Everyone who was old enough to be listening to music pre-CD has a collection of grooved vinyl records and magnetized tape cassettes stashed somewhere. Those records are not only great for the cover art; some of them have music that still sounds great. Now there has been a concerted effort to develop the hardware and software to allow you to convert that music from its current analog form to digital, and reorganize it on a CD or an MP3 player.
First, of course, you’re going to need a turntable and/or a cassette player. You’ll be using a computer to convert your old music to digital format, so a cable that connects the turntable or cassette player to the PC (or Mac) is also in order. Apparently cables that have the old audio jacks at one end and a UBS connector at the other are relatively common and can be found in electronic emporiums such as Radio Shack.

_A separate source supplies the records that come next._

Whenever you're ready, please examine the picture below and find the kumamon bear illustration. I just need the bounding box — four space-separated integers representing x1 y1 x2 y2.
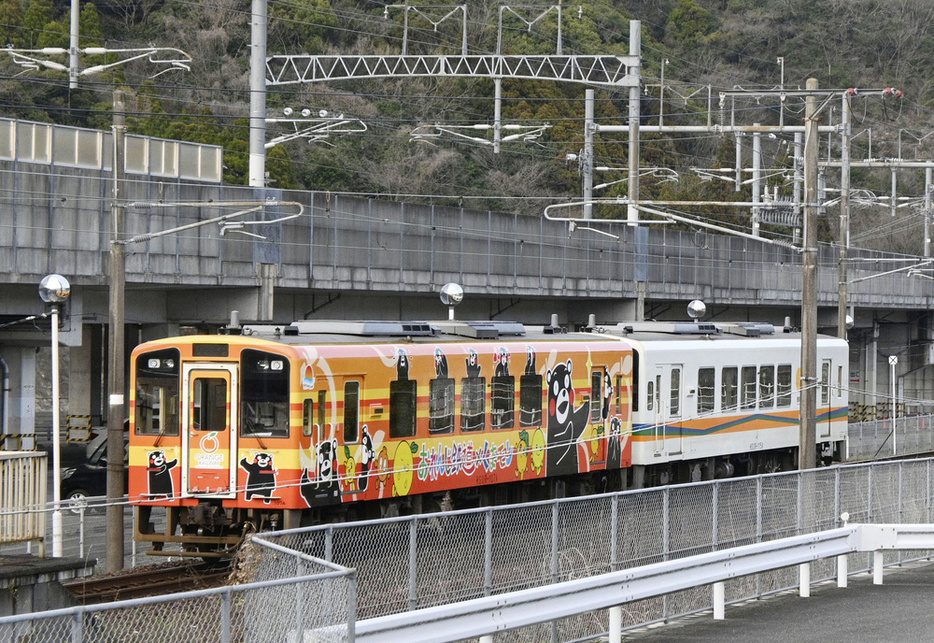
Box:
546 359 591 476
240 452 277 503
146 450 177 498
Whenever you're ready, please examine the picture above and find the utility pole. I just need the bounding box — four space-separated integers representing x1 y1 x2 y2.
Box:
249 0 268 187
107 90 126 571
582 89 594 219
838 92 851 338
800 78 819 470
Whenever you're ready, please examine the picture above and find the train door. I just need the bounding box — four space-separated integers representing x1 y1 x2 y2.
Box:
653 364 684 456
182 364 237 497
819 358 832 439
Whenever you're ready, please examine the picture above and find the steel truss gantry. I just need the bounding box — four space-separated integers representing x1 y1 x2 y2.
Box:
265 54 640 87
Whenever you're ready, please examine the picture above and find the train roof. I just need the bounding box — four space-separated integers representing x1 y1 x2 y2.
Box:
219 318 844 346
233 319 623 345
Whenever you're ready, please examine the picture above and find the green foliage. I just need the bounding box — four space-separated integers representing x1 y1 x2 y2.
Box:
665 0 717 46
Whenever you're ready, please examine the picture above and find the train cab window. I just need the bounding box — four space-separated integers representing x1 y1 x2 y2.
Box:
776 364 792 407
721 367 738 411
344 381 360 443
461 377 486 432
491 375 515 430
740 366 757 410
241 349 290 438
759 366 774 409
697 368 715 414
519 374 542 427
670 368 681 416
390 380 417 438
590 371 603 423
821 361 831 406
429 377 455 434
302 399 313 437
134 348 180 436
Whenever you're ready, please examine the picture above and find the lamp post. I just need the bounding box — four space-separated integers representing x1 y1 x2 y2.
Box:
39 273 70 557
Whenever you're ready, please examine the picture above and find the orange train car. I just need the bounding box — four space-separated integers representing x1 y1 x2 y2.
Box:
129 320 634 556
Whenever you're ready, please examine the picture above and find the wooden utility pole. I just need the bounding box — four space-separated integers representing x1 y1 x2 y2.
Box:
800 78 819 470
107 89 126 571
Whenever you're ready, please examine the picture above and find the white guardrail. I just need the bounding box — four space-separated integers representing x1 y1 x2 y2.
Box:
350 522 934 643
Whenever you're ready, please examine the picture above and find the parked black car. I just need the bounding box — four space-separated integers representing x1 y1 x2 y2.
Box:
61 438 128 513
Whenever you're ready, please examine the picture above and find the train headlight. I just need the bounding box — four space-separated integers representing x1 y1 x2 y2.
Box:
148 358 160 369
270 360 284 371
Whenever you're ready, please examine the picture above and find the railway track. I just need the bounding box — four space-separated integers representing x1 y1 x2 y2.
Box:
64 560 233 605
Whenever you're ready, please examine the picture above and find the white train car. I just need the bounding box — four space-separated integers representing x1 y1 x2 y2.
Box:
605 320 848 487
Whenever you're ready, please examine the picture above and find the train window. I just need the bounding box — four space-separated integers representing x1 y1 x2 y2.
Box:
192 378 227 432
646 379 654 411
344 381 360 443
591 371 603 423
461 377 486 432
389 380 417 438
491 375 515 430
317 390 327 441
519 374 542 427
615 375 623 415
631 353 640 413
721 367 738 411
821 361 831 406
759 366 774 409
429 378 455 434
697 368 715 414
302 399 313 437
670 368 681 416
241 349 290 438
134 348 180 436
838 366 844 398
777 365 792 407
740 366 757 410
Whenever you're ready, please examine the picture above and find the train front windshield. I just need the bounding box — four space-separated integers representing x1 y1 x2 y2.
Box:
135 348 181 436
240 349 290 438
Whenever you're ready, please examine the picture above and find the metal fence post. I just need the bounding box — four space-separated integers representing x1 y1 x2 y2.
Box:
712 480 719 551
484 508 493 596
662 487 670 620
611 493 619 570
797 470 804 535
325 525 334 562
220 589 231 643
71 609 83 643
409 517 418 611
551 500 560 583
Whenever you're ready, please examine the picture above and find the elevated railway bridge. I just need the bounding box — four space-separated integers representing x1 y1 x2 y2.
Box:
0 118 933 446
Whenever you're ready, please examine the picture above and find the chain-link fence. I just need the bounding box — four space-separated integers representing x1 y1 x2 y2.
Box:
0 497 179 571
3 453 934 641
847 414 934 460
261 457 934 642
0 537 355 643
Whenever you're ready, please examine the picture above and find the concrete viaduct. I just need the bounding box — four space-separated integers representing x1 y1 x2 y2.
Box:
0 118 932 442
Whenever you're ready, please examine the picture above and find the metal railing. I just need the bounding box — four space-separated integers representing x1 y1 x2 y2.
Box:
354 523 934 643
0 536 355 643
0 451 46 553
260 457 934 640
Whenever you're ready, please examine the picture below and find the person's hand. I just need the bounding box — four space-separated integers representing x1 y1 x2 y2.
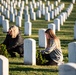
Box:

Your computer will need to have a sound card – sound cards have been standard issue for PCs for some time. You may also need to incorporate an amplifier of some sort into the mix, as the turntable or the cassette player alone may not generate enough sound. That shouldn’t be too difficult however – the amplifier that drives your current sound system still has “audio in” and “audio out” jacks, no matter when it was built.
The final element in the process is the appropriate software. While you can purchase software for this purpose, there is also freeware available: one example is an open source recording and editing program called Audacity, found at http://audacity.sourceforge.net/. Adobe has a program called Encore that is available for a 30 day free trial, and for Mac users there’s GarageBand, which is part of a Mac software package that is sold through retail outlets.
That’s the package. Once you’re in upload mode with your old school hardware, you’ll have to stop after each song in order to make it a discrete recording. There’s a fair amount of oversight to all this, especially if you’ve got a lot of records. It’s one tune at a time, unless you want to upload the entire album as a single MP3 file. So the sentiment that’s attached to those old tunes is going to come into play, as this can turn into a labor of love.
There’s a streamlining tool on the market from Audio Technica which is a turntable with all the right cabling, amplification and software. A similar product can be found at www.firebox.com which is called a USB Turntable. The cost on these conversion spinners is $100 – $130 dollars.
There are also some online services available that will make the conversion for you – but most of them appear to be pricey. One service, http://avconvert.com/audio/price_list_cassette.html, will not only convert your LP or cassette tape but will remove any audio flaws and reproduce the cover art as well. You send them the recording and they do the rest – but the prices are twenty dollars or more, depending on the medium and the level of service you desire.